The second method of initiating the authentication flow is referred to as the SP-initiated flow. Here, the user starts by reaching out to the service provider. Since the user is not authenticated, the SP redirects the user to the identity provider using a request for authentication message. Once the user is validated, the IDP generates the SAML assertion. The assertion is sent to the SP via the user agent, and the session can start
In SAML, the assertion can be sent between the SP and the identity provider (IDP) using various methods known as bindings. Bindings define how SAML messages and assertions are technically transmitted between the SP and the IDP. Here are some common bindings used in SAML:
- HTTP Redirect Binding: This binding is used for requests for authentication messages sent from an SP to an IDP. It involves redirecting the user’s browser to the IDP with the SAML message or assertion included in the URL as query parameters.

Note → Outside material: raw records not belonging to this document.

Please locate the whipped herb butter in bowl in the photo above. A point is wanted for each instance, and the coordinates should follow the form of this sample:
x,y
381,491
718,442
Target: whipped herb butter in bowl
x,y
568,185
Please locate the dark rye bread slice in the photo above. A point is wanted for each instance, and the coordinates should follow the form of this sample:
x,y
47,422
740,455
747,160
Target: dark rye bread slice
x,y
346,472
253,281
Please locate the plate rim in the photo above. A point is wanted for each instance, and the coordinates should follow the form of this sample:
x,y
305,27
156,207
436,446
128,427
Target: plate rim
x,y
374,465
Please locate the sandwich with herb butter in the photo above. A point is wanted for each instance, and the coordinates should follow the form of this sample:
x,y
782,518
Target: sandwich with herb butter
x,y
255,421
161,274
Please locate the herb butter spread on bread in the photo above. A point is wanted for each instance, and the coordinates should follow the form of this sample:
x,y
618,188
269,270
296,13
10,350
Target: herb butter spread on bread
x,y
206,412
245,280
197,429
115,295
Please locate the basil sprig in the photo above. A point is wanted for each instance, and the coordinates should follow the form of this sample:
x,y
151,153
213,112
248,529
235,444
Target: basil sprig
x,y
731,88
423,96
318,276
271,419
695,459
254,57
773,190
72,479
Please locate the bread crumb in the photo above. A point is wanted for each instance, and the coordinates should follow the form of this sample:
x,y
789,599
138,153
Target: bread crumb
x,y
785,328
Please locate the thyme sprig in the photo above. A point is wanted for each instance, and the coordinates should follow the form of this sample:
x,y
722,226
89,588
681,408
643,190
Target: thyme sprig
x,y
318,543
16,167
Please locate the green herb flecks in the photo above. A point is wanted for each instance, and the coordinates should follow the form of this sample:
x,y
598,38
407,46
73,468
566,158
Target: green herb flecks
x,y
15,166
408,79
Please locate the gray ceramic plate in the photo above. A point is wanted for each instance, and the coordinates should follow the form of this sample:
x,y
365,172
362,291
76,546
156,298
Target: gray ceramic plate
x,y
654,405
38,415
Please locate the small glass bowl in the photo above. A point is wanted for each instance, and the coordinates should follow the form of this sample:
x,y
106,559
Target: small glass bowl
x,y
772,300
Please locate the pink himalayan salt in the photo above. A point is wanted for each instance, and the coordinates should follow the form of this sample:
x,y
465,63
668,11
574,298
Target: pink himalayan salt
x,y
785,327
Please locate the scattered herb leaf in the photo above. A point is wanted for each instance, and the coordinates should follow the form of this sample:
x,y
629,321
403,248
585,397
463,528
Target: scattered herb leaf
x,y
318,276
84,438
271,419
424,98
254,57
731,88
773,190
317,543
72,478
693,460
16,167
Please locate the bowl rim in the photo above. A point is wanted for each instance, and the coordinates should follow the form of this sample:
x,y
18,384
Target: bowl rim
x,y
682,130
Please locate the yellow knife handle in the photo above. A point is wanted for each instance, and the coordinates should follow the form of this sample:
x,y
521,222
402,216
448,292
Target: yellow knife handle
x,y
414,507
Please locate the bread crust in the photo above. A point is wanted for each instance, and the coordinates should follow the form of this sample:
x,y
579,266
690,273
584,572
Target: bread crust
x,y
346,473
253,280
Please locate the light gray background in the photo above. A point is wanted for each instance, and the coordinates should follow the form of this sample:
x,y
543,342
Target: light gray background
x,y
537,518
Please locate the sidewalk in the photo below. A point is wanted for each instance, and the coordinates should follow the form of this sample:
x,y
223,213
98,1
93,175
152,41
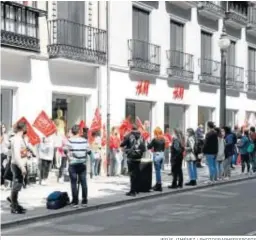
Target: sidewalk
x,y
101,190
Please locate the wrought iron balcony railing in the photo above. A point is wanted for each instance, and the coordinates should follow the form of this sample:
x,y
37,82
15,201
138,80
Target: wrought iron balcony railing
x,y
252,18
235,77
19,26
144,56
181,65
76,41
237,13
210,72
251,85
211,10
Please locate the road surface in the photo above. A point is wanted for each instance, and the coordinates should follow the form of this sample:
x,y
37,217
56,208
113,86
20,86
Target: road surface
x,y
222,210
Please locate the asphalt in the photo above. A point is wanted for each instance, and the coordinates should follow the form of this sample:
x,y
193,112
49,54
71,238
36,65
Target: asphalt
x,y
220,210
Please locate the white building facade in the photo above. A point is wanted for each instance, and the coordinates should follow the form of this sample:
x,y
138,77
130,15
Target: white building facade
x,y
166,44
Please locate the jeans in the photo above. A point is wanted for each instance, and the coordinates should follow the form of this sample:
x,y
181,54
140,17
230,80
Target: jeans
x,y
245,161
192,170
134,171
158,158
226,167
219,169
44,168
177,174
18,179
211,159
78,172
62,166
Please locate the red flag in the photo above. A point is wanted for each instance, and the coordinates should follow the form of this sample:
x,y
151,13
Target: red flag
x,y
104,136
96,122
141,128
32,135
44,124
81,127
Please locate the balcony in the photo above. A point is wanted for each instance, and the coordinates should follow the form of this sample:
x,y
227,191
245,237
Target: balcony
x,y
19,26
144,56
181,65
210,72
235,78
251,86
74,41
251,27
185,4
237,15
211,10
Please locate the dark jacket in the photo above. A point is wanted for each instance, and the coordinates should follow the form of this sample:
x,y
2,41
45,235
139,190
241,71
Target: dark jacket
x,y
176,152
127,143
211,143
230,145
157,144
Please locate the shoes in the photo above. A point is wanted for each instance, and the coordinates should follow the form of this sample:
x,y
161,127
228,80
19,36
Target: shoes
x,y
131,194
191,183
158,187
84,202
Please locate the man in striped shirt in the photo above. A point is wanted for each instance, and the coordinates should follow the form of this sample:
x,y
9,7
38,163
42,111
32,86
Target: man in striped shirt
x,y
77,151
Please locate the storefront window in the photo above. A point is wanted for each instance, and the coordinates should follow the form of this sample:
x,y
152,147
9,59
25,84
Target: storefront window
x,y
174,116
231,118
6,107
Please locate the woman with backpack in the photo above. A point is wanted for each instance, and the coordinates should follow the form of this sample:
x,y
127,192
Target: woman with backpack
x,y
243,149
190,157
158,145
177,149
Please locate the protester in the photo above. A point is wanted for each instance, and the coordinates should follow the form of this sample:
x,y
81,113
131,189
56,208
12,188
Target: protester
x,y
199,141
158,146
221,153
77,149
190,157
45,152
243,150
177,150
229,151
210,150
96,149
253,154
134,146
19,160
4,141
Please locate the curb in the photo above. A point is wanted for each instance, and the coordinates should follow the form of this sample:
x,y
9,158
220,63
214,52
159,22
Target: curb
x,y
167,192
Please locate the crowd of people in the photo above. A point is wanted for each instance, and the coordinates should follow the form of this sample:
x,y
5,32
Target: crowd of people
x,y
219,148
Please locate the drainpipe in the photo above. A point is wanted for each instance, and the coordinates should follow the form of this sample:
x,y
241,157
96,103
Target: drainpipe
x,y
108,81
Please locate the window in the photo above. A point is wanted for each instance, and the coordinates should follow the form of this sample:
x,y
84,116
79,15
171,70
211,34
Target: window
x,y
6,107
206,53
177,38
252,59
19,20
231,56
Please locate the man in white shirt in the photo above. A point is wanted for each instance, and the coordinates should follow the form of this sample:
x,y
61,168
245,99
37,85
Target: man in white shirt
x,y
18,163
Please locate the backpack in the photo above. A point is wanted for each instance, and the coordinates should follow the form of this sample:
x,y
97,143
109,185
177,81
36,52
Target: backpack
x,y
137,148
250,147
57,200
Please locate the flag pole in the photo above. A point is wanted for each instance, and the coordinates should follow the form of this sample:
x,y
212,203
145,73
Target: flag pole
x,y
108,86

- HTTP POST Binding: This is the most common binding and can be used for both transporting the assertion and request messages. The SAML message or assertion is embedded in an HTTP POST request sent from the user agent to the IDP or SP.
- SAML Artifact Binding: When using the SAML artifact binding, the IDP generates two messages: one is the SAML artifact, and the second is the assertion itself. The artifact is a lightweight message containing a unique identifier. The IDP sends this artifact to the SP via the user agent. Then, the service provider sends an artifact resolve message back to the IDP to retrieve the actual assertion. This way, with the SAML artifact binding, the SP and the IDP need to communicate with each other to complete the transaction.
Once the user has been authenticated, and authorization has been verified, the IDP generates the SAML assertion. It includes the NameID with the correct NameID format for user identification. However, the method used for authenticating into the IDP is of great importance as it determines our confidence level in identifying the user. Therefore, this information needs to be added to the SAML assertion.
When the SP receives the assertion, it can decide to accept the level of authentication used, deny access, or request the user to go back to the IDP for a stronger authentication method. The identification of an authentication method is referred to as the SAML context classes. There are several common context classes, with “password-protected transport” being the most commonly used one. However, you are not restricted to a fixed list of context classes; anyone can define their own, as long as both the SP and the IDP are in agreement, the Federation will work.
A typical user object has attributes associated with it. Therefore, it makes sense to include attributes in the SAML assertion to provide more details about the user. As with other aspects of SAML, the format of the attributes needs to be specified, and both the SP and the IDP must be configured with the same formats.
Additionally, specific conditions for the SAML assertion need to be defined, such as the valid time for the assertion (to protect it from replay attacks) and the intended audience to whom the assertion is sent.
Furthermore, the issuer of the assertion needs to be identified, so the SP knows who generated the assertion. Lastly, the entire assertion needs to be hashed and signed to provide protection from tampering.
These steps collectively ensure the security and integrity of the SAML authentication and authorization process.